Policies means the AUP, Privacy Policy, Cookie Policy, SLA, DPA, DMCA Policy, and any additional terms referenced in an Order Form or published on the Legal Page, as each may be updated from time to time.
PostGrid means PostGrid Inc., a Canadian corporation, together with any affiliated entities supporting delivery of the Services.
Privacy Policy means PostGrid’s privacy policy, which describes PostGrid’s privacy practices and how personal information is handled.
Service Level Agreement (“SLA”) means PostGrid’s service level agreement, which sets out uptime commitments, performance metrics, and applicable service credits.
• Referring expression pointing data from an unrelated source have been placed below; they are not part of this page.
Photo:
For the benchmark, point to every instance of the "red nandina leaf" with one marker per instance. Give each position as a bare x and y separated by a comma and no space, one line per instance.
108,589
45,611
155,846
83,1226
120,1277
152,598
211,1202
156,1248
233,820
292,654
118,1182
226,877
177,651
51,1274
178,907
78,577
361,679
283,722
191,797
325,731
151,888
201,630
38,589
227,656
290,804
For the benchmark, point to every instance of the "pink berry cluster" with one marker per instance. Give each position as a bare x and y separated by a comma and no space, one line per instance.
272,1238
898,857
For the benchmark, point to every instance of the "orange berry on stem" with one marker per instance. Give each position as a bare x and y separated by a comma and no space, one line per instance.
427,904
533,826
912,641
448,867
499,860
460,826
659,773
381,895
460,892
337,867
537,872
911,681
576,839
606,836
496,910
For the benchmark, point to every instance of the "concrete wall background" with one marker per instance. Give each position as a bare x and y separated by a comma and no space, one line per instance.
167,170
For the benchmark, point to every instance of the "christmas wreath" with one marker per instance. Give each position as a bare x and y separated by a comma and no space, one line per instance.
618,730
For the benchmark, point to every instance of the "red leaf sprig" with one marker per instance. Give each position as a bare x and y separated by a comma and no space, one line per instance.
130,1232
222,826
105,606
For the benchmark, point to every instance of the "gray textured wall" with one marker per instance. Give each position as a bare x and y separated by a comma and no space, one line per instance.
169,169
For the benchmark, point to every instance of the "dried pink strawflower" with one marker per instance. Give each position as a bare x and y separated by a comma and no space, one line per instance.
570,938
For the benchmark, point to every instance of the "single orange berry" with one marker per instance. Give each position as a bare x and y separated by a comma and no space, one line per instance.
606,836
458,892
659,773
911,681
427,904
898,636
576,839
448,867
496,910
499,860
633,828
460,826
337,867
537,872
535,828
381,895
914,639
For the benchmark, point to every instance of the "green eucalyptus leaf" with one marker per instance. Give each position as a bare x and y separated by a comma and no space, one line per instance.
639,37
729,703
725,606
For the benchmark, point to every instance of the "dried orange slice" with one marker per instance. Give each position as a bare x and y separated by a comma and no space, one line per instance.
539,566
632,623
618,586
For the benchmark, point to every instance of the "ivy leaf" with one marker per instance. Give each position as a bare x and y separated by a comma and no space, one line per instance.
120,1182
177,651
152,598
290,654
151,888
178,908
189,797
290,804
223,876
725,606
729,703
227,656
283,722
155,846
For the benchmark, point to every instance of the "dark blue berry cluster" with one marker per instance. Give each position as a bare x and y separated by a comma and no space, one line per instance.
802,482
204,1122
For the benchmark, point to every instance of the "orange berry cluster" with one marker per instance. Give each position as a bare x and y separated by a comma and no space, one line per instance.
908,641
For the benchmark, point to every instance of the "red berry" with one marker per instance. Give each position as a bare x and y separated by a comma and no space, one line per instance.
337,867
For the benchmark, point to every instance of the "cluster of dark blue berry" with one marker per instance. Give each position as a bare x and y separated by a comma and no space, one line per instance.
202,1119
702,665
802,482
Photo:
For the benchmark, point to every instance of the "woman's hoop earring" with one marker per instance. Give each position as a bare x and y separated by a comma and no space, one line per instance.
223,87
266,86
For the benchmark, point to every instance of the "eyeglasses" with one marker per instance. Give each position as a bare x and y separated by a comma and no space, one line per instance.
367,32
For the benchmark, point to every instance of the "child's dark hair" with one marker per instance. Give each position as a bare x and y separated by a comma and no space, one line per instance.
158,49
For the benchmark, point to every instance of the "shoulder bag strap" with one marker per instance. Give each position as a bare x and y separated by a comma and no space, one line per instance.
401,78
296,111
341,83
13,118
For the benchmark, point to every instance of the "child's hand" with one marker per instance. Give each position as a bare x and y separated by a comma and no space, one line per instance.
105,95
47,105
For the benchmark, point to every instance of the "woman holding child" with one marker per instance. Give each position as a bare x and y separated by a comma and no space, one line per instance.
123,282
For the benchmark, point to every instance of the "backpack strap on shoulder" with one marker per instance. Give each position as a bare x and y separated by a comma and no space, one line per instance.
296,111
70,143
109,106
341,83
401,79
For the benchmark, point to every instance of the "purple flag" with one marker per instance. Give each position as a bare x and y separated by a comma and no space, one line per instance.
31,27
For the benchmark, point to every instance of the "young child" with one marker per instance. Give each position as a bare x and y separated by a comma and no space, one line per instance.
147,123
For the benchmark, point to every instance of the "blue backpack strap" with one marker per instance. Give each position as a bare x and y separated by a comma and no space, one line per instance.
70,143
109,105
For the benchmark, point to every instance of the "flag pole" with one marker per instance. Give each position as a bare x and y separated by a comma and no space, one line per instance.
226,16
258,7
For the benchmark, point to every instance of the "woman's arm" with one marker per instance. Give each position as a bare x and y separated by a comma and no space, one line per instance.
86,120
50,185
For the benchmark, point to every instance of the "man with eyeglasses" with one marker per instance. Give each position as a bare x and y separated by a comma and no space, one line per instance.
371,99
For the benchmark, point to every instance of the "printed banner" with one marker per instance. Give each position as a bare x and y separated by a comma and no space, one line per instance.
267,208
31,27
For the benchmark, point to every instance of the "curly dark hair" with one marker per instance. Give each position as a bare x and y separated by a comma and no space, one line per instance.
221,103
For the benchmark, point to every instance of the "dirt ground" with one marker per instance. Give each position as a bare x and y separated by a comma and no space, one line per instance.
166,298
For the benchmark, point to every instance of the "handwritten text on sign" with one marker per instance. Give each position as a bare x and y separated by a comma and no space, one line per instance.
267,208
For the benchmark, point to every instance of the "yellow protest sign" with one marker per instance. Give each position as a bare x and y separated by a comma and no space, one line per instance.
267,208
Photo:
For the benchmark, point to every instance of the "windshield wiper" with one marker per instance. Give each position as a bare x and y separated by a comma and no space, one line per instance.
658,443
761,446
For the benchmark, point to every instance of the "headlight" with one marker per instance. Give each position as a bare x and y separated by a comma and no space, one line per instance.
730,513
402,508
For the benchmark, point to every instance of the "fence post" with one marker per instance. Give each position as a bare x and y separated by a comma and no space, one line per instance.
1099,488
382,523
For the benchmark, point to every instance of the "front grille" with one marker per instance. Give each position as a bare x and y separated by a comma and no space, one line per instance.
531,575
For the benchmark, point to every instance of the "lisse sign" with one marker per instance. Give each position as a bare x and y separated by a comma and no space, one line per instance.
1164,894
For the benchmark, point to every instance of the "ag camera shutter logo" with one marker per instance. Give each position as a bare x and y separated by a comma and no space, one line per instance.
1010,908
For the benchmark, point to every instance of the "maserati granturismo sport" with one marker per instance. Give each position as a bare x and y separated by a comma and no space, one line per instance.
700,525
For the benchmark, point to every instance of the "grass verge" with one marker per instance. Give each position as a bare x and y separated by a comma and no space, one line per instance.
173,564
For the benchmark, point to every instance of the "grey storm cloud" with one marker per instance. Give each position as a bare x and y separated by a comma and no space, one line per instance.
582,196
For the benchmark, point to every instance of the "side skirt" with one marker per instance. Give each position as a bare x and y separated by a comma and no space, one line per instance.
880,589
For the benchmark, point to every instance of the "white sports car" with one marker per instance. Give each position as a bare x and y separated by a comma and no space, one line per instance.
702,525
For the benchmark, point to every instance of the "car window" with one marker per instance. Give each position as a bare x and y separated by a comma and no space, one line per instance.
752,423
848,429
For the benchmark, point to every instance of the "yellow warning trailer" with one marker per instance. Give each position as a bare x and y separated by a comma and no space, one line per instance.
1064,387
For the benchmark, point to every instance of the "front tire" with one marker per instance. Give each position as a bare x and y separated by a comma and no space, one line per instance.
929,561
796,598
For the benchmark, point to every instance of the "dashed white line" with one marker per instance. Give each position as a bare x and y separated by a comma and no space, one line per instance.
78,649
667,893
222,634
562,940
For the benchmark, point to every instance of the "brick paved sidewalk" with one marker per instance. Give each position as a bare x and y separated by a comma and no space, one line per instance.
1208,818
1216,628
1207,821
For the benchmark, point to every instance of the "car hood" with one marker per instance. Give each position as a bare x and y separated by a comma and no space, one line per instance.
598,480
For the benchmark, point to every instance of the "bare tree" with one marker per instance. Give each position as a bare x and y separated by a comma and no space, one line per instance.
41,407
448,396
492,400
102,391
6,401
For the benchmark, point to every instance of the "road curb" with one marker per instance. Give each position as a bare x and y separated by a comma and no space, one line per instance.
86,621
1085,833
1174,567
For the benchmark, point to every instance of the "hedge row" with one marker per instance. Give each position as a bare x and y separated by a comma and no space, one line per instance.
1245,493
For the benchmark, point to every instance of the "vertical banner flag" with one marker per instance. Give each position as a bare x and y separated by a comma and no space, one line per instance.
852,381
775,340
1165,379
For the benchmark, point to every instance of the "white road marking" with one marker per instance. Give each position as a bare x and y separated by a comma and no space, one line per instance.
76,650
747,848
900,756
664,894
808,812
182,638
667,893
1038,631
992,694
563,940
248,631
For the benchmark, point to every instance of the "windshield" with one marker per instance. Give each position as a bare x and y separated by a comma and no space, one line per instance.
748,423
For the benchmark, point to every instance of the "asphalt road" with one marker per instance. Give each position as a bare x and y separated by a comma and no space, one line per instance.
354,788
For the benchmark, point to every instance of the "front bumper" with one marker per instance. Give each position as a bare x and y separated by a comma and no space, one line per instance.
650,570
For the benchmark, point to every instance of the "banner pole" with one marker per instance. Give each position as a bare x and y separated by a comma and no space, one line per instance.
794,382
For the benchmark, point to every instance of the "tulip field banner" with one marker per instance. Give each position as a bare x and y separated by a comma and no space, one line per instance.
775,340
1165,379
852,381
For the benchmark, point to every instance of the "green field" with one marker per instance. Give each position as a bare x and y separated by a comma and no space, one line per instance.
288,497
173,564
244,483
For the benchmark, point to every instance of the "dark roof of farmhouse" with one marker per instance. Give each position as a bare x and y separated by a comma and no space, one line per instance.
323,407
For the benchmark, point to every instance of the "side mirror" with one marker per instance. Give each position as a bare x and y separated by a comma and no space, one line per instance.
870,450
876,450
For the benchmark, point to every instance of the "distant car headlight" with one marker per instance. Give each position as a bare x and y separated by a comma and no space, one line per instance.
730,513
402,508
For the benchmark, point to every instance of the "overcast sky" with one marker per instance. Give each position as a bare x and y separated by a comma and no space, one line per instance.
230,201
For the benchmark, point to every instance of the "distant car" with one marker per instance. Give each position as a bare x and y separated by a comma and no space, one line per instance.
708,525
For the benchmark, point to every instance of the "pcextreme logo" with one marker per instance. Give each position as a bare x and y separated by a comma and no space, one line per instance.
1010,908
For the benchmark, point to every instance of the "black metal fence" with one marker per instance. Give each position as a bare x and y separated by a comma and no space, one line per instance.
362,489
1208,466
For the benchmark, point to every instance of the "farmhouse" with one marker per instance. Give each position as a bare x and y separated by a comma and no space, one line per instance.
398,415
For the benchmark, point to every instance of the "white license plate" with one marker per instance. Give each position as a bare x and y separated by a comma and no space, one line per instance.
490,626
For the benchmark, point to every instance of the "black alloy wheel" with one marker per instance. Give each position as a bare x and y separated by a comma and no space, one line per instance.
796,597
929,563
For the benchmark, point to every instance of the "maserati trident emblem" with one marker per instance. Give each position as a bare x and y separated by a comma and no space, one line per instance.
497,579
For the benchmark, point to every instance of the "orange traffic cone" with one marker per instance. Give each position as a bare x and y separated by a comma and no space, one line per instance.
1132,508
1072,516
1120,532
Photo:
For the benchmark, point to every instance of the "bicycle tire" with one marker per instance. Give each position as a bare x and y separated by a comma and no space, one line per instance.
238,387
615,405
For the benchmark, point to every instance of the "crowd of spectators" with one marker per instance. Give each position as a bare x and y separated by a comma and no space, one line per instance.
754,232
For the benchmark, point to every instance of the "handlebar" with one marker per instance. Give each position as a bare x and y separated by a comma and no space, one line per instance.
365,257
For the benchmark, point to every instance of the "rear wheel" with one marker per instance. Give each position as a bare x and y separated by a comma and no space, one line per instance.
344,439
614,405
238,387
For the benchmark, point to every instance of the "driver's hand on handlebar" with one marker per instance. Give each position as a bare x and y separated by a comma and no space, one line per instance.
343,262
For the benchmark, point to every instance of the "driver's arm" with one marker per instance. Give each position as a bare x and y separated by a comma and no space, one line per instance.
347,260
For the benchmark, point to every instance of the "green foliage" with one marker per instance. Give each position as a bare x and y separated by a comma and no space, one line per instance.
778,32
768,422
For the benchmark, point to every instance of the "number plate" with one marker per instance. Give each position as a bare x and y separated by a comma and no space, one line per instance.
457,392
Services means PostGrid’s hosted software, APIs (including Address Verification APIs and Print & Mail APIs), dashboards, print-and-mail production and fulfillment services, address verification tools, mailing workflows, integrations, data processing capabilities, and any related features, functionality, or products made available by PostGrid to Customer, whether through an executed agreement, online subscription, or otherwise.
Subscription Term means the term identified in the applicable Order Form during which Customer is entitled to access and use the Services.
Third-Party Services means any products, platforms, data sources, postal or carrier services, or other third-party offerings that the Services integrate with, rely on, or interact with.